The last time a representative gave an interview was in June 2014 to the now-defunct TV3. Sister Sarto denied claims that adoptions were forced and said nuns were providing a service to women cast aside by society with no other option.
“We gave our lives to looking after the girls. And we’re certainly not appreciated for doing it.”
Deirdre thinks the system she went through was the fault of both Church and state, but also of a wider society where people looked the other way.
“We did nothing wrong and yet we suffered for it, we suffered loss, banishment, judgement, trauma, grief.”
Even when the inquiry’s report is published, the women worry that the legislation underpinning it suggests the full archive will be sealed.
The evidence gathered by the inquiry cannot be used in criminal or civil proceedings. Nor will former residents be guaranteed access to their own personal information. Catherine can’t understand why.
“It’s almost like they’re eradicating the past,” she says. “What more are they trying to hide?”
Bridget still has such vivid memories of walking through the heavy wooden doors of Bessborough House. It’s as if it happened only yesterday.

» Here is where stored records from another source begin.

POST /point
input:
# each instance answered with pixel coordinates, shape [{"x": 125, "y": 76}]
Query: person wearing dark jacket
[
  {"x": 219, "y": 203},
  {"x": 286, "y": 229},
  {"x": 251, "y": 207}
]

Now, she lives in a ground-floor flat in west London, and leaves the radio on all the time. Silence makes her dwell on things so much, she says.
The street where she lives is just a short distance from Westminster Cathedral, where she goes from time to time, to hear the choir. She can sit there for hours.
Sometimes she lights a candle for William. She has thought of him every day for 58 years.
“It was complete loneliness,” she says.
She has rarely spoken about the three suicide attempts and the spell in a psychiatric hospital when she returned to London in 1960.
She has never fully recovered from the trauma of William’s death and her experiences of Bessborough.
“I’ve come to the conclusion that I’ll be like this until I die, that I cannot get better. I’ll never be able to forgive them,” she says.
Over the past couple of years, she has sought support in a private Bessborough Facebook group. Speaking in a safe space brings some solace to her and others.
But the shame she felt for all those years still makes her reticent to speak out publicly. She’s spoken to the BBC under a pseudonym.
Bridget wants only one thing from the state inquiry - to know exactly where William is and to be buried with him.
When he was born she couldn’t do anything to help him. By telling his story, and her own, she wants to honour the memory of the little boy she lost.